Vahdettin derken “madde dışı varlığın tekliği”ni mi kastediyoruz?

Muhterem okurlarımız, TDK’nın sitesine hiç girdiniz mi? Tavsiye ederim, girin bir dolaşın sitede… “Kişi Adları Sözlüğü” başlığı altında bir sözlük hizmete sunulmuş. İyi güzel bir uygulama da isimlerin anlamlarına bir bakınca insan, dehşete düşüyor. Nasıl mı?

Vahdeddin yok, boşuna aramayın. Vahdettin isminin anlamı ise: “Vahdettin: Dinin tekliği, birliği” olarak anlamlandırılmış. Bakalım bu kelimeye müsaadenizle: Vahded, Vahid kelimesinden gelmektedir ve anlamı “yalnız, tek”  demek. Din; din yani bizim dinimiz İslâmiyet kastedilmektedir burada. İsmin anlamı buna göre, “Vahdeddin veya Vahideddin: Dinin tekliği, birliği” demektir. Peki, Vahdettin ismini inceleyelim bu defa:

Vahdet: Birlik, teklik…

Tin, Arapça’da, incir demek. Başka, balçık demek. Başka başka; Mektup gibi şeyleri mühürlemek demek. Bunlarda din manasını siz görüyor musunuz muhterem okurlarımız?

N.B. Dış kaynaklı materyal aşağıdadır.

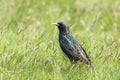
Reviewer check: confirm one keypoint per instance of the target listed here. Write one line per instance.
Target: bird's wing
(74, 48)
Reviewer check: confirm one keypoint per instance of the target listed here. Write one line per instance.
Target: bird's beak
(55, 24)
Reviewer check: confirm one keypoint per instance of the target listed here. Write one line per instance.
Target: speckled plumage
(72, 49)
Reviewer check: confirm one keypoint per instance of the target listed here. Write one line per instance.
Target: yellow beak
(55, 24)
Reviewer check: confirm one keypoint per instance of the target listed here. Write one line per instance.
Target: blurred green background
(29, 48)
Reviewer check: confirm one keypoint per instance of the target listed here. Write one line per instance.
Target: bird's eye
(60, 24)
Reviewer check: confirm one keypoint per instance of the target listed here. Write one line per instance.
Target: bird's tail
(91, 66)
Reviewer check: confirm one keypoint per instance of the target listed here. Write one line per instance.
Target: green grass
(29, 48)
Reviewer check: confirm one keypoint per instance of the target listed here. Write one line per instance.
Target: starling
(71, 47)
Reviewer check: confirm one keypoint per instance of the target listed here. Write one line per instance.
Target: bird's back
(72, 48)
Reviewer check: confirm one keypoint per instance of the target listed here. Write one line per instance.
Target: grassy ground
(29, 48)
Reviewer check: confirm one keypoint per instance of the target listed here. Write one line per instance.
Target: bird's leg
(72, 65)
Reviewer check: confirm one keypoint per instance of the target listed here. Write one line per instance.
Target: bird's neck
(64, 33)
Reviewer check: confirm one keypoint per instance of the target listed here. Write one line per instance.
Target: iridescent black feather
(72, 49)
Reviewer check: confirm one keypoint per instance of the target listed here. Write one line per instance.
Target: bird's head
(63, 27)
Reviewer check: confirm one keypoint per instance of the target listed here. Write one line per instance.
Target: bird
(71, 47)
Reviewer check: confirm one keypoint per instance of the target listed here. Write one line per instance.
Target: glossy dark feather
(71, 47)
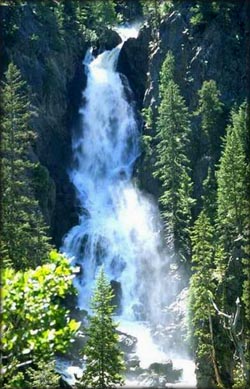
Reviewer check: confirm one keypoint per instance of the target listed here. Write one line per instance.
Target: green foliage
(172, 163)
(43, 377)
(210, 110)
(204, 11)
(233, 224)
(24, 239)
(209, 197)
(232, 178)
(201, 290)
(35, 325)
(104, 358)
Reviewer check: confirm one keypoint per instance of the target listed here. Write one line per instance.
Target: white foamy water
(119, 227)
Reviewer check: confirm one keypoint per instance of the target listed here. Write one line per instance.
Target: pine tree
(202, 288)
(210, 110)
(232, 179)
(24, 241)
(233, 226)
(104, 358)
(172, 163)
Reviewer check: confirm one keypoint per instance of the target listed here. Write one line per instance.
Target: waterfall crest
(118, 226)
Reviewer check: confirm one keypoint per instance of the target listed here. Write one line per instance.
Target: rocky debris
(175, 332)
(133, 63)
(156, 375)
(127, 342)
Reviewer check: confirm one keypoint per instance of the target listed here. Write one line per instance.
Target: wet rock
(161, 368)
(127, 342)
(152, 380)
(133, 63)
(117, 289)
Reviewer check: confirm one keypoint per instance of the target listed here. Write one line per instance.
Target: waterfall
(119, 226)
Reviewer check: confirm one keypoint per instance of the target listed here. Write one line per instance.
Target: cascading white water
(119, 226)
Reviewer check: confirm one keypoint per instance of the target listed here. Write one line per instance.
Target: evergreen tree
(233, 226)
(172, 163)
(104, 358)
(202, 288)
(232, 179)
(24, 241)
(210, 110)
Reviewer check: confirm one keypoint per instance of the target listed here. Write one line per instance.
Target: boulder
(127, 342)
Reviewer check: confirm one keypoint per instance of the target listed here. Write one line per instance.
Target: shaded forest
(188, 70)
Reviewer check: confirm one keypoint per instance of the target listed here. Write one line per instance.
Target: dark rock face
(133, 63)
(216, 50)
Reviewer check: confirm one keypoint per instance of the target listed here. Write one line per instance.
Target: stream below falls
(119, 225)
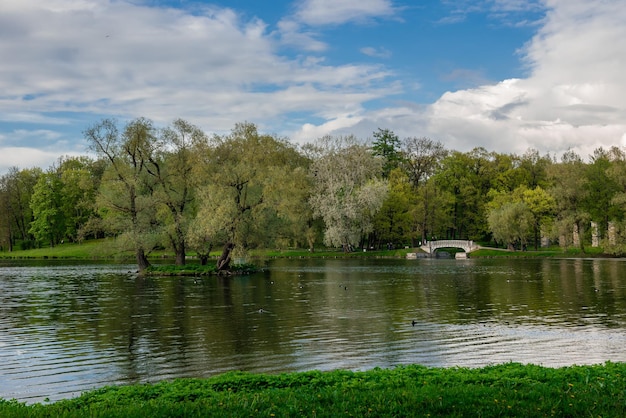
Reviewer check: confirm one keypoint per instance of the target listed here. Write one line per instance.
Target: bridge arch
(431, 246)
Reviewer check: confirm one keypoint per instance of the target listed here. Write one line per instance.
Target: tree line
(178, 188)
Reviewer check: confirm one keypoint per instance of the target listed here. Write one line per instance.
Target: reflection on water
(69, 328)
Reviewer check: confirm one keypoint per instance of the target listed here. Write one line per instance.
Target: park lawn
(508, 390)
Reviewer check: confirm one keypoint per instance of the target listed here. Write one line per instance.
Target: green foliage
(508, 390)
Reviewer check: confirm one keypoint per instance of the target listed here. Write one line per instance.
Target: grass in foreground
(504, 390)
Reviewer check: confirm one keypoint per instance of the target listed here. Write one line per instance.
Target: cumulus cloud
(128, 59)
(571, 99)
(333, 12)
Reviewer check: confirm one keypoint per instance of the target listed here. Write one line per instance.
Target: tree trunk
(142, 260)
(180, 254)
(223, 263)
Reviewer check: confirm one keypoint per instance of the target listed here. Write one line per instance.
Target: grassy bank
(503, 390)
(105, 249)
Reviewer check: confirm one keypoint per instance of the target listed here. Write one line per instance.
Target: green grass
(103, 249)
(87, 250)
(509, 390)
(543, 252)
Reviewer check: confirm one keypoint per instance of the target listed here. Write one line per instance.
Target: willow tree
(171, 165)
(126, 193)
(347, 189)
(422, 158)
(248, 198)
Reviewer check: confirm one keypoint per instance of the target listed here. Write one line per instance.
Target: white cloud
(376, 52)
(26, 157)
(211, 67)
(572, 98)
(333, 12)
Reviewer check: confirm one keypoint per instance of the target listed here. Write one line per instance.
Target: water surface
(65, 329)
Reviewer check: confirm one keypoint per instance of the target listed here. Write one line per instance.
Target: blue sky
(507, 75)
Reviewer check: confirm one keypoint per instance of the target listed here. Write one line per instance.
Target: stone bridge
(467, 246)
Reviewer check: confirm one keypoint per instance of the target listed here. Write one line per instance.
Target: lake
(66, 328)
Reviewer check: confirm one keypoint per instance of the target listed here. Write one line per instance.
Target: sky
(506, 75)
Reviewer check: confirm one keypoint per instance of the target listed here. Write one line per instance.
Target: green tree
(80, 180)
(171, 162)
(467, 178)
(569, 192)
(601, 188)
(17, 188)
(422, 158)
(254, 188)
(347, 190)
(126, 193)
(511, 224)
(393, 222)
(46, 203)
(386, 145)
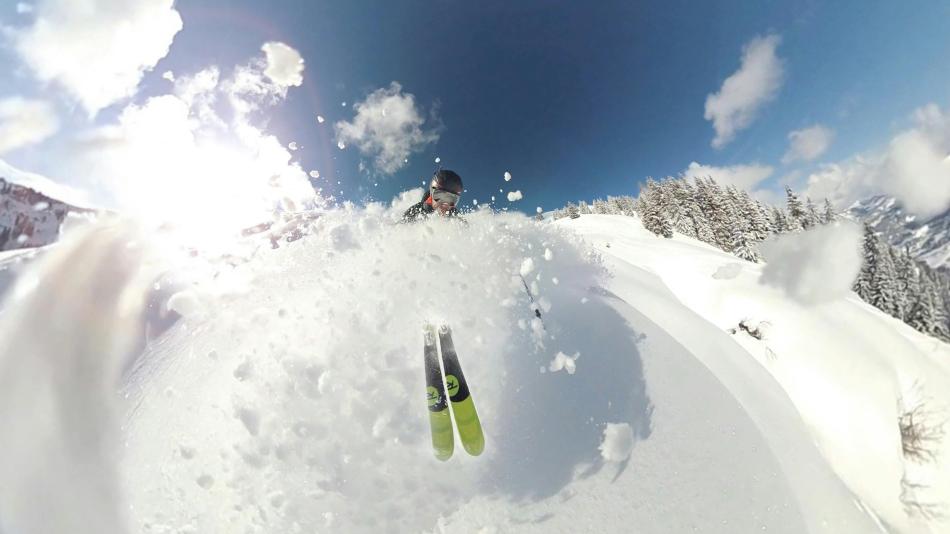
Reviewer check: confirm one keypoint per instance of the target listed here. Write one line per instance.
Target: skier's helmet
(447, 180)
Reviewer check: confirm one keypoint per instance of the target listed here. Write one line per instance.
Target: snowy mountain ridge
(927, 240)
(28, 218)
(290, 395)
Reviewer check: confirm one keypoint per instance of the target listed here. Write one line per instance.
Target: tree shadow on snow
(551, 424)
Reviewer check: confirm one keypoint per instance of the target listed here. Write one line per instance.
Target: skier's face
(443, 201)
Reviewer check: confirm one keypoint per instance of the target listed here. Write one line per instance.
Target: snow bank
(61, 350)
(843, 365)
(304, 396)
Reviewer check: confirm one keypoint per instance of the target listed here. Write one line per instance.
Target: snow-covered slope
(928, 240)
(290, 397)
(28, 218)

Peki, Türkçe sözlüğü açıp bakalım acaba “Tin” kelimesinin manası Türkçe’de ne? “Tin: Bir takım fizik ötesi kurucularının, gerçeği ve evreni açıklamak için her şeyin özü, temeli veya yapıcısı olarak benimsedikleri madde dışı varlık.”

Neymiş efendim, madde dışı varlık. Anlamı? Vahdettin bu durumda madde dışı varlığın tekliği mi oluyor? Ne buyurdunuz?

Cemaleddin kelimesi de hakeza… TDK sitesi “Kişi Adları Sözlüğü”nde: “Cemalettin: Dinin güzelliği” manasıyla açıklanmış. Peki din nerede bu kelimede? Din nerede tin nerede?

Tin’in güzelliği demek bu. Tin’in anlamını zaten verdik.

Kısacası, Efendim verin bizim Vahdeddin’imizi, Cemaleddin’imizi; Cemalettin, Vahdettin sizin olsun.

Hamt: Tanrı’ya şükretme

Peki, Muhammet ne demek? Hamd kökünden gelmekte bu kelime ama Türkçemizi Öztürkçe yapma uğruna hamd kelimesi de Nasreddin Hoca’nın kuşuna döndü. Hamd yok, hamt var. “Hamt: Tanrı’ya şükretme” demek. Durun bir dakika, bu şimdiki ve 1988 yılındaki TDK sözlüğündeki anlamı. Peki, Hamt kelimesinin 1969 yılı tarihli baskısındaki anlamı nasıl ona da bir göz atalım: “Hamt: Tanrı’ya övgü sunma.” O zaman övgü kelimesine gidelim.

1969 tarihli TDK sözlüğü: “Övgü: Övmek için söylenen söz ya da yazılan yazı, methiye.” Bir de şükür kelimesine bakalım aynı sözlükte: “Şükür: Tanrı’ya övgü.”

Şu anki TDK sitesindeki Güncel Türkçe Sözlük köşesinde ve 1988 yılı TDK Türkçe Sözlükteki anlamına bakalım şimdi de: “Hamt: Tanrı’ya şükretme.”

Şükretme denilince bu defa da şükretme kelimesine bir göz atalım, bu kelimenin anlamı da 1969 yılında TDK Türkçe Sözlük’teki gibi mi anlamlandırılmış: “Şükretmek: Tanrı’ya minnet duygusunu sunmak, şükreylemek.”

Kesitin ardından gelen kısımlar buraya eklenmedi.